General Data Protection Regulation (GDPR) was introduced in May 2018. It requires businesses to take steps to protect the personal information they collect for. It also specifies actions required by law to prevent data breaches and lists eight “data subject rights”. These are:
- The right to be informed
- The right of access
- The right to rectification
- The right to erasure
- The right to restrict processing
- The right to data portability
- The right to object Rights in relation to automated decision making and profiling
These rights apply to partner businesses, clients and employees alike. Failure to adhere to them may result in prosecution. This article deals in particular with the “right to erasure” and specifically GDPR data retention periods.
How long to keep employee records after termination of a UK contract?
So how long can you keep personal data relating to your employees in HR records? The answer is that there are no definitive GDPR statutory retention periods, per se.
The legislation states that a business should keep information for “no longer than is necessary”. If you need the data only for the period of the individual’s employment, you should destroy it after they leave.
If you’re likely to need it for archiving or research “in the public interest”, it may be that you can keep it for longer.
GDPR data storage requirements state that you must only keep data to use in the manner for which it was first collected.
One of the chief reasons for the retention of employee records in the UK is legal defence against potential claims. A business may need to use certain data as evidence should the subject make a race or discrimination claim against it.
Our guide to GDPR and how long to keep data
“Should personal data be deleted every 5 years?” is a common query – with rumours of other periods also regularly heard. However, the guideline period for most types of GDPR retention policy is six years after the end of the current tax year according to HMRC.
This does not apply to every situation, as businesses may keep hold of data for many different reasons – each requiring different lengths of time.
How long should records be kept under the Data Protection Act and GDPR?
1. Hiring and applicant data
It may not seem vital to keep information from interview notes or job applications you have received once someone has filled the role.
However, there is the possibility that a rejected applicant may make a claim against you for discrimination.
By law, they have six months from the date of the alleged incident in which to do so. For this reason, we recommend that you keep all data throughout this period.
2. Payroll data
It is less likely that you will need this information to defend a claim. Because financial details are very sensitive, we recommend destroying them without much delay.
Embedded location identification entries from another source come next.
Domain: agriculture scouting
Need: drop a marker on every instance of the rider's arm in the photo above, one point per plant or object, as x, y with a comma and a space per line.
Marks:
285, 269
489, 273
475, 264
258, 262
This will help you to demonstrate a strong data retention policy under GDPR.
HMRC can investigate your activities relating to PAYE and other payroll-related matters up to three years after the fact. For this reason, it’s a good idea to keep these details for this length of time and no more.
3. Employee records
This information includes employment contracts, details of their performance and other records relating directly to their work with you.
This data can prove very useful when defending against a claim brought by the data subject. Among other things, you may use it to:
- Disprove details of their accusationsServe as evidence that you did your duty as an employerSupport claims that you gave the subject the correct information and support during their employment
A claim for unfair dismissal must be made a maximum of three months after the fact. However, the data subject can take their case to the county court or crown court up to six years following the alleged act.
For this reason, it’s a good idea to keep this information for around six years.
What are the legal requirements for storing business information for use in court?
An important point is that much of this data will not have been originally collected for use as a legal defence. It is unlikely to have been taken into account when you first asked for the data subject’s consent to process their information.
However, as mentioned earlier, GDPR states that businesses must only keep data to use in the manner for which it was first collected.
This is where “legitimate interest” comes into play.
This term refers to occasions where businesses may overlook the need for consent – or the “right to restrict processing” – when using data. Oftentimes, this is permitted in order for the business to uphold a legal duty.
For example, an employee may have failed to give you permission to use their bank details – but it is illegal for you to allow them to work for free.
Furthermore, you may not have consent to share a suspect’s information with law enforcers, but it may be in the public interest for you to do so.
The use of employee data to ensure your business can build a fair defence in court falls into this category.
Of course, the invocation of legitimate interest should always be balanced against the legal rights of the data subject.
So – how long can personal data be stored under the Data Protection Act and GDPR? The answer depends on the type of data.
For applicant data, we recommend six months. For payroll information, three years. For employee records, six years. For anything else, it’s a good idea to follow the HMRC six year limit in case you are required to respond to any form of investigation.